Trying to make me a coffee, my friend struggled to find the coffee jar in his own kitchen and apologised, saying he was sorry but it wasn’t his kitchen.
It was. He’d lived there all his married life.
As we sat down with our coffee, he became agitated as his wife had gone to the doctor and seemed to be taking much longer than expected.
I wondered if a trip down memory lane would help and reminded him of some of the wonderful days when our youth group had met in the front room we were sitting in.
It seemed to work. He calmed down a bit and remembered those days well.
But whenever the conversation paused he quickly became anxious about the absence of his wife.
Eventually she returned and he calmed down completely.
As they lived so far away this was one of very few encounters I had with them in their latter years. However, their daughters, also friends of ours, had to live with the situation everyday.
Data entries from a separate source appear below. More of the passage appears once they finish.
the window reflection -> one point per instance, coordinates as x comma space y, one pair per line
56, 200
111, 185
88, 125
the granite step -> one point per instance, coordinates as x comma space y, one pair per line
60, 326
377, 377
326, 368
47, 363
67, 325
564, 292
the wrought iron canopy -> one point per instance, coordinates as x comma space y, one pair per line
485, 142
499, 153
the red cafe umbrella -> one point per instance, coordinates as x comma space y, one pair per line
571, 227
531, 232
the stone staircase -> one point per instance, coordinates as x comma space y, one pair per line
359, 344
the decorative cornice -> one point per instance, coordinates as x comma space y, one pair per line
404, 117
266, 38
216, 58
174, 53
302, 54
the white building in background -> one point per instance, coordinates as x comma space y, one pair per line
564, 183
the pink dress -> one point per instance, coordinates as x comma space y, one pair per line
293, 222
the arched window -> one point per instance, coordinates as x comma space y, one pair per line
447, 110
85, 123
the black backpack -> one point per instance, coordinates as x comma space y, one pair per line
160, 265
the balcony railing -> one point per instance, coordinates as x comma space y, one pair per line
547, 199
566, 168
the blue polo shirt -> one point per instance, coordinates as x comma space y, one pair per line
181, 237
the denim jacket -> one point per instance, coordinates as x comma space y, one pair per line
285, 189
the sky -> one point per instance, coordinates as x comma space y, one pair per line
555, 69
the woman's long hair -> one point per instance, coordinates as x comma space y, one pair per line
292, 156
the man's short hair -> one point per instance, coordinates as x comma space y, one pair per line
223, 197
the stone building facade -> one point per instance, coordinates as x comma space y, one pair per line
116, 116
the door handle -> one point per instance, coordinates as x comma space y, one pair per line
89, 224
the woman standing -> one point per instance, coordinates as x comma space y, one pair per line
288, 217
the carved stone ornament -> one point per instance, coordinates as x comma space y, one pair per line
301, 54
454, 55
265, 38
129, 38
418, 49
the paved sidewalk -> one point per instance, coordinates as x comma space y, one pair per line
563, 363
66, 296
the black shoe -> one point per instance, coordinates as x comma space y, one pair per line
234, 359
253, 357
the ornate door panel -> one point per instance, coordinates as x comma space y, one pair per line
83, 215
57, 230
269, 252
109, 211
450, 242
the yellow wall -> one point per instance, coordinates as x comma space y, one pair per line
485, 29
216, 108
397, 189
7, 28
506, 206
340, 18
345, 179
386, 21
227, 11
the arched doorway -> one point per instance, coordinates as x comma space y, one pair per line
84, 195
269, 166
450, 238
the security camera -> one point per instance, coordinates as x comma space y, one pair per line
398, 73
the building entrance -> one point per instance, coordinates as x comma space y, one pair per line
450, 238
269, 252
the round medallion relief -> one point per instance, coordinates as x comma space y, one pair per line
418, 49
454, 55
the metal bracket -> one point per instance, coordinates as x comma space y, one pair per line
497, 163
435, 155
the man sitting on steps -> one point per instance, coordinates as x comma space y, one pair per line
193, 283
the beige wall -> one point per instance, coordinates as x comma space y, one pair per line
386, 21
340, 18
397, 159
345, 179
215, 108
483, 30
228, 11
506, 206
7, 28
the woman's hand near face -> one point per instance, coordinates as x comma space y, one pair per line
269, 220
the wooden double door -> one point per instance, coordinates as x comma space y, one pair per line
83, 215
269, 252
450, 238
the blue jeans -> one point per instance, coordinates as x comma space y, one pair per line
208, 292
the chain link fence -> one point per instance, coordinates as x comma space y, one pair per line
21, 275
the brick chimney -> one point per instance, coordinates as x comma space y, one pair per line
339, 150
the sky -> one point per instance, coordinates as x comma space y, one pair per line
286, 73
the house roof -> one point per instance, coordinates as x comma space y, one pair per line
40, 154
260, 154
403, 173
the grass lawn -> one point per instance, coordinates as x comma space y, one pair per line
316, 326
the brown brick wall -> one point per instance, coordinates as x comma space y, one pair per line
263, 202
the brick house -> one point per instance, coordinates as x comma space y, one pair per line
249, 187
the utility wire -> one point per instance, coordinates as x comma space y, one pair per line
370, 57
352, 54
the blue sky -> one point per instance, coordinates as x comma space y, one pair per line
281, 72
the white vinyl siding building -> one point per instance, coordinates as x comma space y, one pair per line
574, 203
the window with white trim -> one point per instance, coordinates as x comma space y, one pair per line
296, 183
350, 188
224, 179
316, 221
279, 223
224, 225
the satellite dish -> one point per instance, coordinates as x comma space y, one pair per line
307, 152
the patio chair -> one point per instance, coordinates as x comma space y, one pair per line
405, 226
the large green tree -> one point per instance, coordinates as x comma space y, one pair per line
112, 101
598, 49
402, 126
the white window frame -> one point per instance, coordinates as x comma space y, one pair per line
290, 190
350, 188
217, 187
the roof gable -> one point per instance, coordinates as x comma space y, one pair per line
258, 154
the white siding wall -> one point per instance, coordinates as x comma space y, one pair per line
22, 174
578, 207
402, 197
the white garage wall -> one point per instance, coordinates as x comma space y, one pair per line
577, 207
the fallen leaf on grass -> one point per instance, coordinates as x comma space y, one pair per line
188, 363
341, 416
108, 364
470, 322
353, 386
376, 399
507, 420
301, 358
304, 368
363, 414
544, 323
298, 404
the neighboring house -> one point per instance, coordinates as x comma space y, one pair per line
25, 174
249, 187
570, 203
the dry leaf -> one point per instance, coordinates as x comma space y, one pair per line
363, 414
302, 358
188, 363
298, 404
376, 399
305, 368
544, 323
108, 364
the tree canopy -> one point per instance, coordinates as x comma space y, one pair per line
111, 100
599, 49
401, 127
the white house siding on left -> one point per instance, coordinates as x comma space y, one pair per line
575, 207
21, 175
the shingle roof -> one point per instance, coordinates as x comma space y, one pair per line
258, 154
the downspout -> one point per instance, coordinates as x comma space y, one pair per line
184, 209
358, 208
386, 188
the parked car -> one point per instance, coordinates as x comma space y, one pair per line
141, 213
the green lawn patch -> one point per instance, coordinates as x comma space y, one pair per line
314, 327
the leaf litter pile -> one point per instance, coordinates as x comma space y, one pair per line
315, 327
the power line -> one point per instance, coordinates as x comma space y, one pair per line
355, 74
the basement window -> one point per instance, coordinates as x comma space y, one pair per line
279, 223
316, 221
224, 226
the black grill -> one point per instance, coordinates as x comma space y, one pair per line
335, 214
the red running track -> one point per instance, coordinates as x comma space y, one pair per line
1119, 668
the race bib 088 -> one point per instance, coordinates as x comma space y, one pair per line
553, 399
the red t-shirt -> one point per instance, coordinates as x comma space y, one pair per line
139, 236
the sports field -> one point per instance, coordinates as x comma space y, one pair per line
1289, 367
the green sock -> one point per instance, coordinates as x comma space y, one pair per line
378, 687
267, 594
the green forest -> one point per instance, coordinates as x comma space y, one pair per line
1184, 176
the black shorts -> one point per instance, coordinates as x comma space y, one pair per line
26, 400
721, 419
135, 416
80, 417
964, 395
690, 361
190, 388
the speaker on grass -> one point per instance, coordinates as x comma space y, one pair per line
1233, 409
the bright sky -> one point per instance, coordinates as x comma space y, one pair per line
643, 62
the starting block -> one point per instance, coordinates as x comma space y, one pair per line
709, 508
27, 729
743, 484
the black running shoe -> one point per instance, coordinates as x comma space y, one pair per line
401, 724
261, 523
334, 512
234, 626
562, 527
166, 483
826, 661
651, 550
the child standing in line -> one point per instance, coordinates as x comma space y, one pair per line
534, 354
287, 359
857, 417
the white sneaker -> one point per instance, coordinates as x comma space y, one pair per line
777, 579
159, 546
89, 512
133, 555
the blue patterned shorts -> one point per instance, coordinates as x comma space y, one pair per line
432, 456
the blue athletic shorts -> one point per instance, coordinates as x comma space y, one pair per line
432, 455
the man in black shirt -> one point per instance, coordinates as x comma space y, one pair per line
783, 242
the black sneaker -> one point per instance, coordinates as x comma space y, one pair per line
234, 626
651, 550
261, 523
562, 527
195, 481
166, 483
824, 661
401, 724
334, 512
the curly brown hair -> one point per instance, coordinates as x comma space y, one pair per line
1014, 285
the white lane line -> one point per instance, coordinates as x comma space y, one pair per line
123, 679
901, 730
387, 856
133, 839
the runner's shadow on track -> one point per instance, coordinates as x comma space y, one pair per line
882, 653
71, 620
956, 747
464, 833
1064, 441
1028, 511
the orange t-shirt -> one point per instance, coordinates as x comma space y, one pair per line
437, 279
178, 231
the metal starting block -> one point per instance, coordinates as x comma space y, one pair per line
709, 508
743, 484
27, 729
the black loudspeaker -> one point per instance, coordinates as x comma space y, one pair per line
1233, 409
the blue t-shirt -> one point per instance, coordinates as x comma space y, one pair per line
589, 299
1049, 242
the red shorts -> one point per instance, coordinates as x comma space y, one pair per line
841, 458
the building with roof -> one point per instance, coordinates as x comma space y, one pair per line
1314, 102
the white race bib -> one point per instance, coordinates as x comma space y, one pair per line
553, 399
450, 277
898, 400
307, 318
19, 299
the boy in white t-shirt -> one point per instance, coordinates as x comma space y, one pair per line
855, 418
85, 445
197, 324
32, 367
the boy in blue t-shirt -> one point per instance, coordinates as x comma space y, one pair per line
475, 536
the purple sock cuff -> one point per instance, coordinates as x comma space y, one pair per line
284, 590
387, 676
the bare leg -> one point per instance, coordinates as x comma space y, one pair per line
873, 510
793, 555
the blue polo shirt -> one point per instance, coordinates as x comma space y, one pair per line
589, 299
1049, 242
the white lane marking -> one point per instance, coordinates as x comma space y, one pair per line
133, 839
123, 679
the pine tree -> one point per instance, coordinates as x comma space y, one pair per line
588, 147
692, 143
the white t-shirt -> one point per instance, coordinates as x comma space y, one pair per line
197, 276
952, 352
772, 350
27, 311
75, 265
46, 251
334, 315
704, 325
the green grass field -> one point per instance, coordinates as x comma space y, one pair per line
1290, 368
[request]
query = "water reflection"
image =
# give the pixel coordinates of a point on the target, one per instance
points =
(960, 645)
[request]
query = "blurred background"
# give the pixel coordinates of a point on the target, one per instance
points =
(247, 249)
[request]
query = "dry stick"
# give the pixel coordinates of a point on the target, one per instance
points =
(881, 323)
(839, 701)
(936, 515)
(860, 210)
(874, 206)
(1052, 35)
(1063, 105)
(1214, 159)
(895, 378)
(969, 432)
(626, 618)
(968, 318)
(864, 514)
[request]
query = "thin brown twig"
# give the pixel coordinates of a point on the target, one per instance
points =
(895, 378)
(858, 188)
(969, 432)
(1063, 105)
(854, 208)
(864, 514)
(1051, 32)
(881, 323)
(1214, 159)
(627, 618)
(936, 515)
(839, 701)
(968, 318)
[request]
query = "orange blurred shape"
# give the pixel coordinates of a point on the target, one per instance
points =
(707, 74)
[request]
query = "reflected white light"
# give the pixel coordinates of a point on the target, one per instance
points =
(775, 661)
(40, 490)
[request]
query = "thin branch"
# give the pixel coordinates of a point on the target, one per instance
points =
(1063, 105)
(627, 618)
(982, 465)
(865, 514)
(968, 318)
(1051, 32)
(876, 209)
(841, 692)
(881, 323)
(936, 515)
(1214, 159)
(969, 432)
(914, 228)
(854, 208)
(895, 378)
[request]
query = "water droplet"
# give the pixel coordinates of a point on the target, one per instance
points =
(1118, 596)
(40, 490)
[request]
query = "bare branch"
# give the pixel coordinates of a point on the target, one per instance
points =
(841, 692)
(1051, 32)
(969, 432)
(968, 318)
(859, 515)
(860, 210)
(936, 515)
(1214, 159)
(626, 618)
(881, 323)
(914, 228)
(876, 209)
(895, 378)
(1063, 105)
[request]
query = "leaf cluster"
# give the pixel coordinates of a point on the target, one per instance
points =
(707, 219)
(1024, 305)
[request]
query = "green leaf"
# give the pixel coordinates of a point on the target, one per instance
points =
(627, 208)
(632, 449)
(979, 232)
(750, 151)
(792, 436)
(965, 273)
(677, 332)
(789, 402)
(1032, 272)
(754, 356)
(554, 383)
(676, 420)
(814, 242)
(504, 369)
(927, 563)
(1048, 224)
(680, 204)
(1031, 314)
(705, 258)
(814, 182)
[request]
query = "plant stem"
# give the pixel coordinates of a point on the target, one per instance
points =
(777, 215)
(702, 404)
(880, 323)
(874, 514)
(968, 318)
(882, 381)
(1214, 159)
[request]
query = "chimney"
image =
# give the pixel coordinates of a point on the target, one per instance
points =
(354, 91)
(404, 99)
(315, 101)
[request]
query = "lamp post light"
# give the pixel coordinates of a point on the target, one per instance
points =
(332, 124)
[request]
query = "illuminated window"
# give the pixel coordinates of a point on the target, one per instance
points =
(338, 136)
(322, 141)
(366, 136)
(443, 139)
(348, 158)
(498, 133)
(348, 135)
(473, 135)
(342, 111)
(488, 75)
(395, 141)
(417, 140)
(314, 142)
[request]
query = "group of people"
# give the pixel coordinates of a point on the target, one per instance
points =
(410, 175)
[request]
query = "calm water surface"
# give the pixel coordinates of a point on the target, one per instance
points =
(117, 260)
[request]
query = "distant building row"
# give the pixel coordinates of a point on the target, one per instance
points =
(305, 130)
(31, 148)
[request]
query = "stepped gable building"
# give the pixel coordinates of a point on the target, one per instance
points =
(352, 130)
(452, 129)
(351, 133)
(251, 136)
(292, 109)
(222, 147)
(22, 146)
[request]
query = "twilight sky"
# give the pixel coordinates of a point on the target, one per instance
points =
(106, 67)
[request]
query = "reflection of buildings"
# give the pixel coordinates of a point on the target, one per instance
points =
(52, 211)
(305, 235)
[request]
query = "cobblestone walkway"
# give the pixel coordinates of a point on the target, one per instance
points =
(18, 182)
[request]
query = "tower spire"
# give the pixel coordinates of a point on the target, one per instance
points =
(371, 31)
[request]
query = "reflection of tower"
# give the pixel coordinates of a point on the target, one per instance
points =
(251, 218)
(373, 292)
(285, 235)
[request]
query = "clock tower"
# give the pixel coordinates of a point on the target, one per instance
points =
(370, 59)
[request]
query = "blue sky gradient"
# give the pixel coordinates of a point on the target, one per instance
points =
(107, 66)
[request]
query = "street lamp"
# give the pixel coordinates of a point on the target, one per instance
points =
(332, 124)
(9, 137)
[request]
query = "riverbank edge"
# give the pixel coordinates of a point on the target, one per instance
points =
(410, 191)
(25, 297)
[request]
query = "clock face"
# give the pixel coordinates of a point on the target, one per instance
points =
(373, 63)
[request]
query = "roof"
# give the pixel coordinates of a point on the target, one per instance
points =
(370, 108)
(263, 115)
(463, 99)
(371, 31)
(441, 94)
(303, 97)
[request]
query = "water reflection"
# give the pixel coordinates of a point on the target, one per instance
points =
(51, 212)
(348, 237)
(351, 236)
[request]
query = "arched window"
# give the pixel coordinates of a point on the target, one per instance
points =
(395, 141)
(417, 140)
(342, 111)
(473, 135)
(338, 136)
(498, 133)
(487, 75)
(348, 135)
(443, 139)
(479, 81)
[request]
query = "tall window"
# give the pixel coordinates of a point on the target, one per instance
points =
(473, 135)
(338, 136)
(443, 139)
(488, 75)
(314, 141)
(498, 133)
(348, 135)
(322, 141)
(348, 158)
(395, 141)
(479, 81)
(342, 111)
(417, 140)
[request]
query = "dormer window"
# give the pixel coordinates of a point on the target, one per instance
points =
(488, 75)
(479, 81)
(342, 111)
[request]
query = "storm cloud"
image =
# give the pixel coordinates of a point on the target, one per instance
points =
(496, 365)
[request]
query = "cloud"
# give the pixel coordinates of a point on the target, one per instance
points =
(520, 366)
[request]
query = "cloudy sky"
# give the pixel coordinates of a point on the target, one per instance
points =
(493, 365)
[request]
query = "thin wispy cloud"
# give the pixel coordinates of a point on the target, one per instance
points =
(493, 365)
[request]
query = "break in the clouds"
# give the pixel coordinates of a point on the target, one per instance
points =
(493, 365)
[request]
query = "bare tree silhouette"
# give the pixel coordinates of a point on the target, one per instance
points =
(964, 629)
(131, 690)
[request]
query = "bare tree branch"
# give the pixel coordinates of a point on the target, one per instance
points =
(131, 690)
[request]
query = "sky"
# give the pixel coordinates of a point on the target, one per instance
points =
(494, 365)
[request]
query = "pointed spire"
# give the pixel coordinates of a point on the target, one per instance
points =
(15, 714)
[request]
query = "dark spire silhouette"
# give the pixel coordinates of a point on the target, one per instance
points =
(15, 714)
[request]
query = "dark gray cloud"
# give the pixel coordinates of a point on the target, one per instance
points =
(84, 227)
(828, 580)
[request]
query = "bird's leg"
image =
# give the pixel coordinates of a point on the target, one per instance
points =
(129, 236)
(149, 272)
A few years back, I worked with my friend Fiona Palmer, who is Chair of our local Dementia Action Alliance. We did a series of dementia friendly walks with the local leisure centre, which I filmed for my YouTube channel. Fiona also used the videos I made, with clients who were unable to join us on the actual walk. The videos were great discussion starters for memories that people had of bygone days in the town.
I am thankful for the great work our local DAA does in trying to make our little town more dementia-friendly.
In a world so confusing for those living with dementia, a little kindness and patience goes a long way.
Sadly, dementia will touch the lives of so many at some point, perhaps through a family member or a close friend. It really is worth learning something about it so we can be better prepared.
I’m my opinion, a good starting point would be to watch the movie The Father, to begin to understand dementia from the first person perspective. I think it can begin to inform us of the kindness and patience and compassion that may be needed on our part.